A New Yorker is approached by a stranger on the street, who asks “Pardon me, sir, but how do I get to Carnegie Hall?” Back comes the New Yorker’s reply, “Practice, practice, practice.” It’s a joke that still makes a worthwhile point; writing your family history – like getting to Carnegie Hall – becomes easier with practice.

John Markham's sermon notes and obit copy

So, how do you go about writing your family history in a way that sparkles? How can you turn a list of dates and names into an engaging historical narrative?

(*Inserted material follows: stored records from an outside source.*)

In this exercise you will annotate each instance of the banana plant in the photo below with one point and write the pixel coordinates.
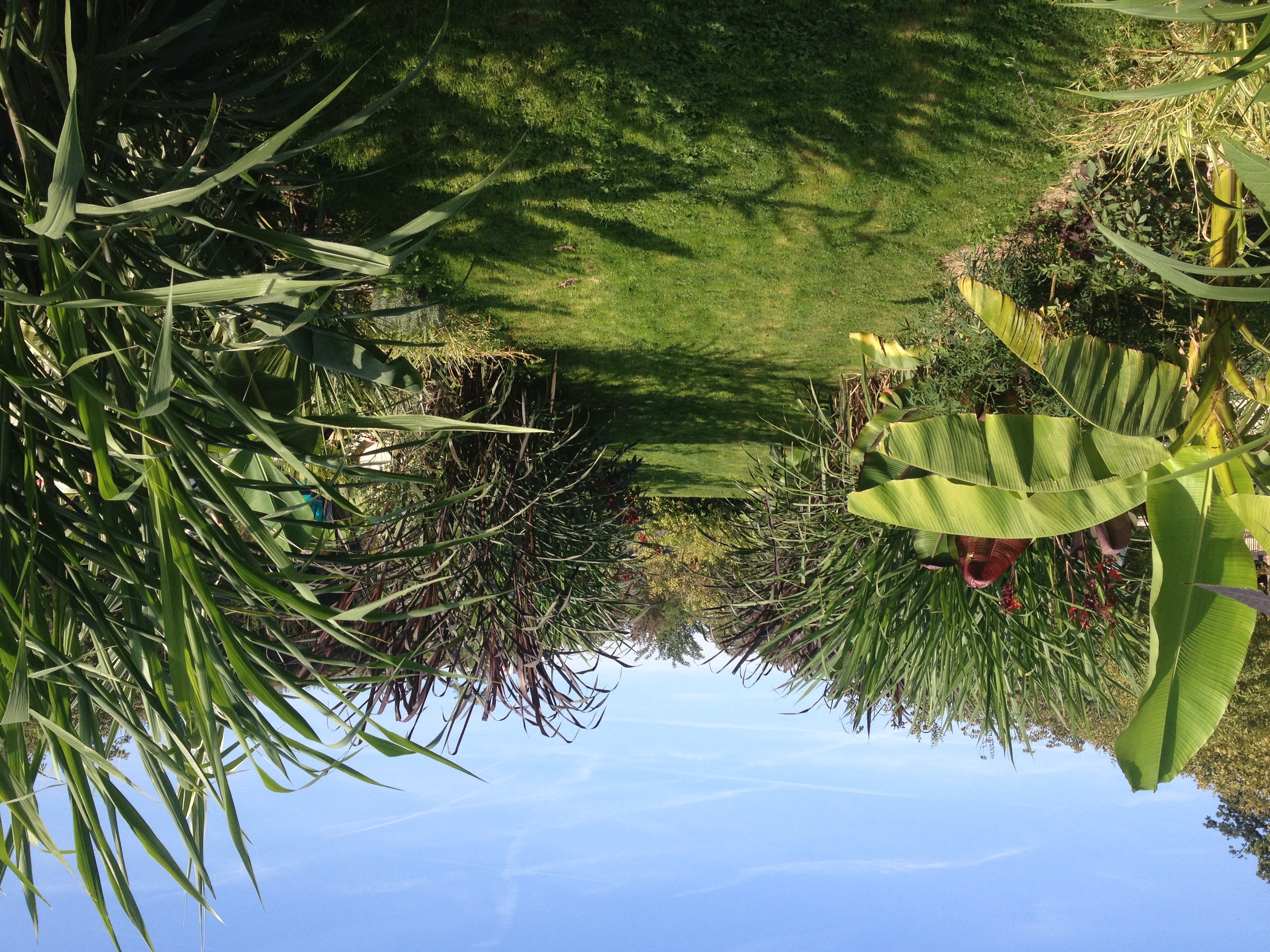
(177, 355)
(1018, 476)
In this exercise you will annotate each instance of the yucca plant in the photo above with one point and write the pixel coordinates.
(172, 337)
(882, 620)
(540, 586)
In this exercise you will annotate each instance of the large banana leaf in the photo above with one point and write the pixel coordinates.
(1021, 331)
(1020, 452)
(1180, 10)
(937, 504)
(1121, 390)
(1198, 639)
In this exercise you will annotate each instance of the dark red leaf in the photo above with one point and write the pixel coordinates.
(983, 560)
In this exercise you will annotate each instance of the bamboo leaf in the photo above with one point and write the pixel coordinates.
(159, 389)
(69, 160)
(889, 354)
(1198, 640)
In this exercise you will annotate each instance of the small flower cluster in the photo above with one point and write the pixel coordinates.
(1010, 602)
(1100, 597)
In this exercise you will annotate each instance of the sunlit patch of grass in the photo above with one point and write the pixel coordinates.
(741, 184)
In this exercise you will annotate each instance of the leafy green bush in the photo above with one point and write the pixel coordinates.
(1056, 263)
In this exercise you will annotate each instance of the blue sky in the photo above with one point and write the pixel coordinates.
(700, 816)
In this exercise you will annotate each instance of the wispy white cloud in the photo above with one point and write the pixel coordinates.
(854, 867)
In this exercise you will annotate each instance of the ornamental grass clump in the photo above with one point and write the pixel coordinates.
(879, 620)
(176, 362)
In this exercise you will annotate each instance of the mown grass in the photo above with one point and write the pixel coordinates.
(741, 183)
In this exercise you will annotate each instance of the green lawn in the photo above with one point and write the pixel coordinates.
(742, 183)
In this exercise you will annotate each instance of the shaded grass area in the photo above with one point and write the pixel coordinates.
(733, 186)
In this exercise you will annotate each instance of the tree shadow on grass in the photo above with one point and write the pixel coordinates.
(624, 100)
(629, 101)
(682, 395)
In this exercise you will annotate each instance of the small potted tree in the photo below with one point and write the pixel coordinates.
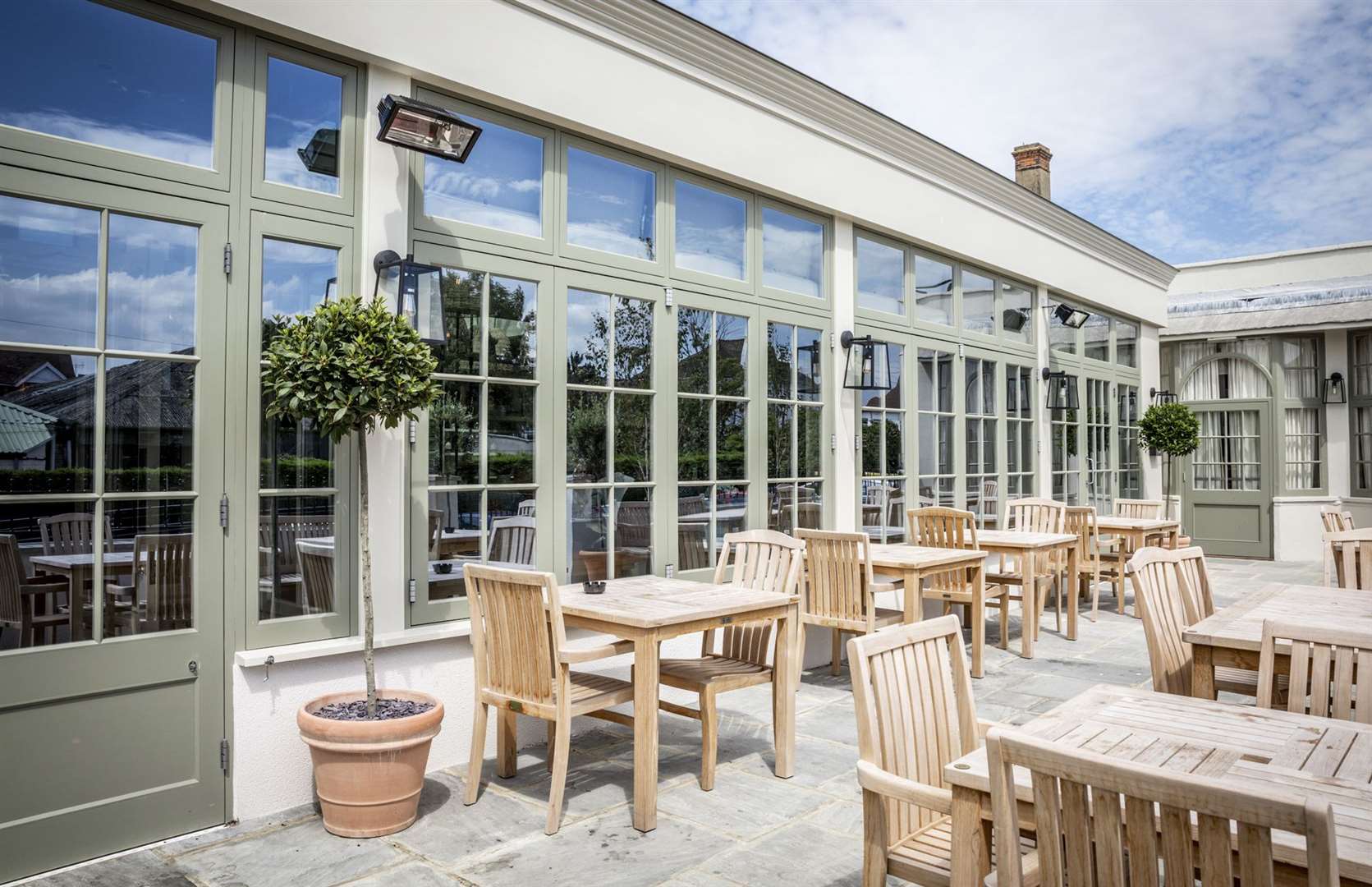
(350, 368)
(1172, 430)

  • Give-it-a-go writing activities: We nudge and cajole you into trying out a variety of writing activities. Some are very directly related to family history, others are more playful, all will help you try out, practise and hone a range of styles. Start with our ‘Glimpses’ writing activities; give them a go, see where they take you, choose the ones that move you forward.
  • Enriching your research: Sometimes we ask you to reconsider a personal family item – such as a photograph, census return, heirloom or newspaper clipping. Other times we use local and social history resources to help you capture a sense of time and place. Like an artist dabbing at his palette, you choose what mix of colours to add to your family history.

As the accomplished biographer Blake Morrison says, “The history of someone else’s family is as tedious as a holiday slide show – unless it is well told”. Putting some words, any words, on the page can feel arduous at times, but if you experiment with the approaches and techniques we suggest, and work on it over time, you’ll have a collection of family stories ready to publish and share before you know it.